Dressé sur un col enneigé, il a la bonhomie rassurante et le tutoiement de rigueur des professionnels de la montagne avec leurs clients. Redescendu en ville, la bonhomie n’a pas disparu, le tutoiement encore moins. Mais le guide Sylvain Hugon affiche un autre visage: celui des contraintes économiques lorsque l’on est un jeune professionnel de la montagne en Valais.
«En plus d’emmener des clients sur les sommets, j’exerce aussi la profession d’ébéniste. Je partage mon temps à environ 50% pour chacune des deux activités», explique le jeune homme de 28 ans. Ce n’est pas une contrainte économique qui l’a amené à faire ce choix, la profession offrant suffisamment de débouchés pour assurer un bon niveau de vie: «Un guide peut gagner 50 000 fr.- comme 150 000 fr.- par an en fonction du volume de travail qu’il accomplit. On parle évidemment de revenu brut, étant donné notre statut d’indépendant.» De plus, la demande du public pour rallier les sommets ne faiblit pas: rien que pour la saison estivale, ses journées ont été réservées plusieurs semaines à l’avance. La clé d’un agenda bien rempli reste néanmoins «un bon réseau».
Sans garantie
«La règle, c’est de bien séparer les deux activités professionnelles: certaines journées, on emmène des gens en hauteur. D’autres, on travaille le bois», détaille-t-il. En soulignant un avantage particulier de la formule: «Faire de l’ébénisterie permet de désacraliser la profession de guide. On se dit qu’il est possible de gagner sa vie sans être obligé de prendre trop de risques.»

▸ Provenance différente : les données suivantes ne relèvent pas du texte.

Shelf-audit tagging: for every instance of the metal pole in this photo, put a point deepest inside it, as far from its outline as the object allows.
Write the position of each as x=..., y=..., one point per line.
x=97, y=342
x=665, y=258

L’activité de guide se concentre sur deux saisons: une quarantaine de jours en été et une soixantaine en hiver. Ce sont autant de jours bloqués pour emmener des clients en montagne, mais sans garantie de revenu: une sortie peut être annulée ou décalée, même au tout dernier moment, si la météo n’est pas favorable. Sur une saison, cela arrive dans une situation sur trois. «Il faut savoir faire preuve de flexibilité et d’humilité devant les forces de la nature», résume-t-il.

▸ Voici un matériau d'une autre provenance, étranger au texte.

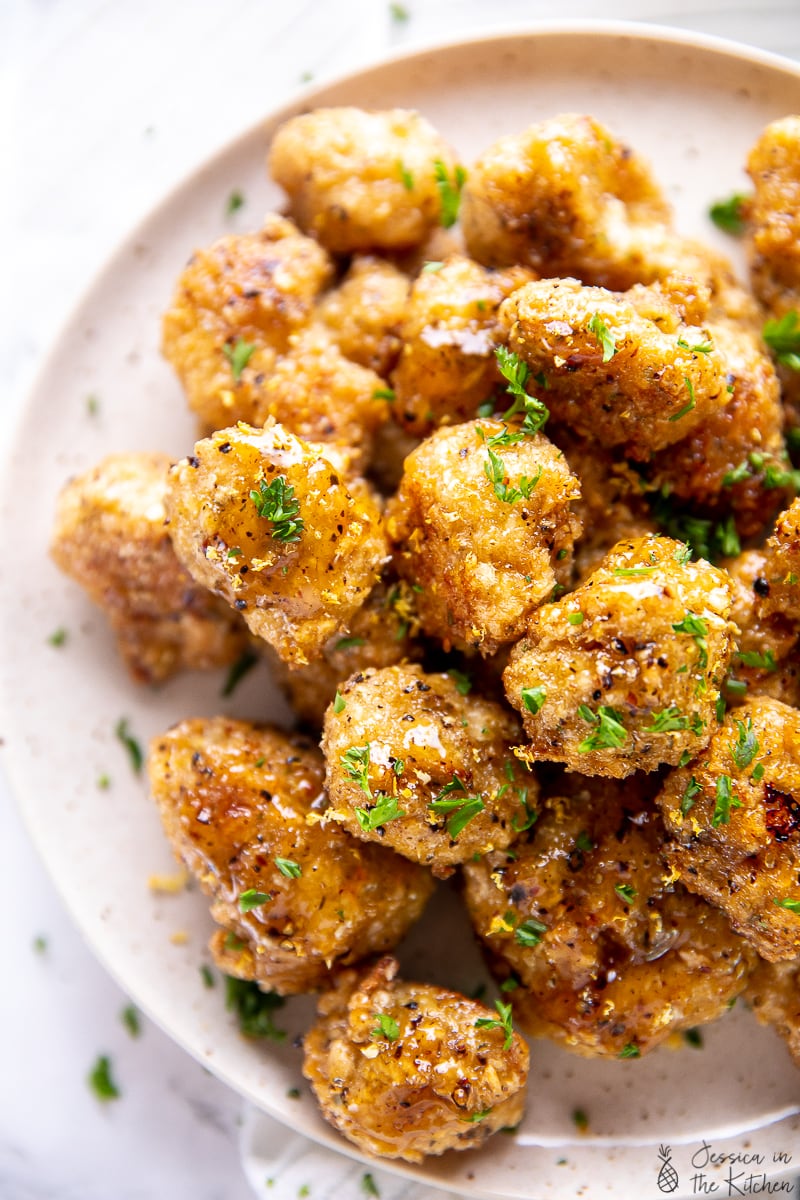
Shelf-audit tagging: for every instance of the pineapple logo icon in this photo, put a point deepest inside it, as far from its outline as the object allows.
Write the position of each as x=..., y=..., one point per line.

Et les vacances? Un guide en prend aussi. C’est à l’automne que les professionnels de la montagne aiment le plus pour prendre congé, entre la fin des grandes courses d’altitude estivales et le commencement de celles des sorties à ski. Et que fait un guide pendant ses vacances? Il «teste ses limites physiques et mentales». En clair: il s’offre des sorties d’un niveau souvent impossible à atteindre avec des clients. Ou, tout simplement, se faire plaisir, comme s’offrir des parois d’escalade dans le parc national du Yosemite aux Etats-Unis ou de la randonnée dans le parc du Lake District, au nord-ouest de l’Angleterre.
Impayable assurance
La flexibilité, la liberté et le goût du risque ont leur contrepartie: des coûts d’assurance extrêmement élevés. «Avoir une assurance perte de gain complète est impayable quand on exerce ce métier», poursuit le guide. Les compagnies ne se pressent pas pour assumer les risques d’une profession où l’on marche sur une arête rocheuse à des altitudes impossibles, ou où l’on se suspend dans le vide.

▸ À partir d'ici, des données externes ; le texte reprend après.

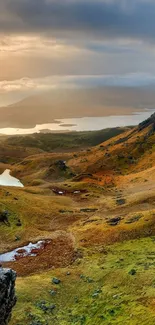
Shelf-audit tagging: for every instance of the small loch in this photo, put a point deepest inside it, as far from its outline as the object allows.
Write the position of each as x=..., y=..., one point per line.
x=20, y=252
x=7, y=180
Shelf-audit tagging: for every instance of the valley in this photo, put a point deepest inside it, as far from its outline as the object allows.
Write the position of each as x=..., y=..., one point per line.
x=91, y=198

Comme alternative, les guides prennent une assurance vie. Et encore le choix est-il limité: seules les grandes compagnies acceptent de tels clients. Et en cas d’arrêt forcé de l’activité, «c’est la trésorerie personnelle qui assume» les trois premiers mois, se résigne le Valaisan, avant que le relais soit pris par des couvertures externes. Maigre consolation pour le guide: les menuisiers bénéficient d’un traitement plus favorable.
Terre à terre en altitude
Être patron de soi-même, ça s’apprend. Les guides reçoivent les bases de la gestion d’entreprise pendant trois petits jours au cours de leur cursus d’apprentissage. «C’est manifestement insuffisant», juge Sylvain Hugon, qui constate, par exemple, que nombre de confrères ne savent pas vraiment comment s’alimente le financement de leur future retraite. A moins qu’ils ne cherchent pas sérieusement à le savoir.
Mais il y aura toujours quelqu’un pour se soucier du bien-être matériel de celui qui vous emmène sur les sommets et les glaciers: «De nombreux clients s’intéressent à nos questions d’argent», remarque le guide. Même perchés sur un col neigeux et venté, les guides sont souvent ramenés à des questions bien terre à terre par ceux qu’ils ont amenés sur les hauteurs.